Ce qui constitue, estime Cellou Dalein, ‘’une violation de la loi’’ par le pouvoir en place. Pour lui, les élections locales ne sont pas encore terminées puis que les conseils de quartier n’ont pas encore été mis en place. «Les élections locales comprennent trois parties: les élections communales, l’utilisation des résultats de ces élections  pour installer les conseils de quartier et la désignation par ces derniers, des chefs de quartier(…) Ce n’est pas un vœu de l’opposition, c’est une disposition de la loi dans laquelle il est prévu que 15 jours après la mise en place du conseil communal, on doit mettre en place les conseils de quartier et de district», a rappelé le président de l’UFDG citant l’article 104 de la Constitution.

Mais, poursuit le chef de file de l’opposition, ‘’le pouvoir ne veut pas changer les chefs de quartier qu’il a installés avant les élections locales et qui ont pour mandat de participer activement comme auxiliaire dans la fraude que le pouvoir a l’habitude de nous servir à l’occasion de toutes les élections nationales ou locales. Donc pour maintenir ce dispositif, le pouvoir ne veut pas appliquer la loi»

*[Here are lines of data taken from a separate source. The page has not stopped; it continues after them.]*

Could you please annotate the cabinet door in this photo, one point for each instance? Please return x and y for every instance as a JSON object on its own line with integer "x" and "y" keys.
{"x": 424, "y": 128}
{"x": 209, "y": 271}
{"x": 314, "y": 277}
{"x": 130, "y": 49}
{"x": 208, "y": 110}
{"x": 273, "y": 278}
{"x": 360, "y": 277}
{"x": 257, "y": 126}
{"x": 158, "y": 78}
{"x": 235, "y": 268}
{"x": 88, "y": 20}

Autre violation de la loi dénoncée par le chef de file de file de l’opposition, c’est celle liée à la mise en place du conseil régional. «L’élection du conseil régional intervient 60 jours au plus tard après le renouvellement des conseils communaux», a-t-il souligné en citant l’article 116 de la Constitution.

 «Il y a une violation délibérée de la loi. Ils ne veulent pas qu’on change les chefs de quartier et de district en violation de la loi organique en l’occurrence le code électoral et une autre loi qui est le code des collectivités», a constaté le président Cellou Dalein.